By his various published writings Stevenson had made little impression as yet on the general reader. But the critical had recognised in him a new artist of the first promise in English letters, who aimed at, and often achieved, those qualities of sustained precision, lucidity, and grace of style which are characteristic of the best French prose, but in English rare in the extreme. He had known how to stamp all he wrote with the impress of a vivid personal charm; had shown himself a master of the apt and animated phrase; and whether in tale or parable, essay or wayside musing, had touched on vital points of experience and feeling with the observation and insight of a true poet and humourist.

The year 1879 was a critical one in Stevenson's life. In France he had met an American lady, Mrs. Osbourne (née Van de Grift), whose domestic circumstances were not fortunate, and who was living with her daughter and young son in the art-student circles of Paris and Fontainebleau.
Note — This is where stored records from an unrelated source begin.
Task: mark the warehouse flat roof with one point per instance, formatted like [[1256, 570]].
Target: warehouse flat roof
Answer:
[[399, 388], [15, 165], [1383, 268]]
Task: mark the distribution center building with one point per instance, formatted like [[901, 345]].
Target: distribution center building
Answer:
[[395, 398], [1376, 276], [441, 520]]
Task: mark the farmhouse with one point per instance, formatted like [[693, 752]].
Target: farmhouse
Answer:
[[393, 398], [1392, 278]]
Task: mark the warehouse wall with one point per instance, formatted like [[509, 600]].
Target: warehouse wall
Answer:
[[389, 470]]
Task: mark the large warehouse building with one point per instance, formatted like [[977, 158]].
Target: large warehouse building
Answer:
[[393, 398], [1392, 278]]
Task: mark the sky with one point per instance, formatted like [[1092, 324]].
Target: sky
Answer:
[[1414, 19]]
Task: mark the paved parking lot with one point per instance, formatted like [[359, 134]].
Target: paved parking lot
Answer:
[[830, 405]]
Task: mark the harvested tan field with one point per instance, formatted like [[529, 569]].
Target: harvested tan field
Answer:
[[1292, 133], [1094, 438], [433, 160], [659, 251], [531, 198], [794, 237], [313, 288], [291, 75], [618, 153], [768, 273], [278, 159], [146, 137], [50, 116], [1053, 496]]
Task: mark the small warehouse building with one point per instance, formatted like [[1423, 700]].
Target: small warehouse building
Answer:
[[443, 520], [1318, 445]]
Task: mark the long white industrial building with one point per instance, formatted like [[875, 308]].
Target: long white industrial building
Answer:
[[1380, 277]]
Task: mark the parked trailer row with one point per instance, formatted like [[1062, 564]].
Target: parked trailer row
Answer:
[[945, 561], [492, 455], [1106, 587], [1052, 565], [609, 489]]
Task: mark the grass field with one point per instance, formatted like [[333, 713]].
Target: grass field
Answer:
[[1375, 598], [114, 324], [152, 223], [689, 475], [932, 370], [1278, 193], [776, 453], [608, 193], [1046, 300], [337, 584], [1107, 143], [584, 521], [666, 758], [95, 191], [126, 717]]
At the beginning of 1879 she returned to California. In June Stevenson determined to follow. He travelled by emigrant ship and train, partly for economy, partly for the sake of the experience. The journey and its discomforts proved disastrous to his health, but did not interrupt his industry. Left entirely to his own resources, he stayed for eight months partly at Monterey and partly at San Francisco. During a part of these months he was at death's door from a complication of pleurisy, malarial fever, and exhaustion of the system, but managed nevertheless to write the story of ‘The Pavilion on the Links,’ two or three essays for the ‘Cornhill Magazine,’ the greater part of a Californian story, ‘A Vendetta in the West’ (never published), a first draft of the romance of ‘Prince Otto,’ and the two parts of the ‘Amateur Emigrant’ (not published till some years later). He also tried to get work on the local press, and some contributions were printed in the ‘Monterey Independent;’ but on the whole his style was not thought up to Californian standards. In the spring of 1880 he was married to Mrs. Osbourne, who had obtained some months before a divorce from her husband. She nursed him through the worst of his illness, and in May they went for the sake of health to lodge at a deserted mining station above Calistoga, in the Californian coast range. The story of this sojourn is told in the ‘Silverado Squatters.’

Later, Stevenson brought his wife home in August 1880. She was to him a perfect companion, taking part keenly and critically in his work, sharing all his gipsy tastes and love of primitive and natural modes of life, and being, in spite of her own precarious health, the most devoted and efficient of nurses in the anxious times which now ensued.

For the next seven or eight years Stevenson's life seemed to hang by a thread. Chronic lung disease had declared itself, and the slightest exposure or exertion was apt to bring on a prostrating attack of cough, hæmorrhage, and fever. The trial was manfully borne; and in every interval of respite he worked in unremitting pursuit of the standards he had set before himself.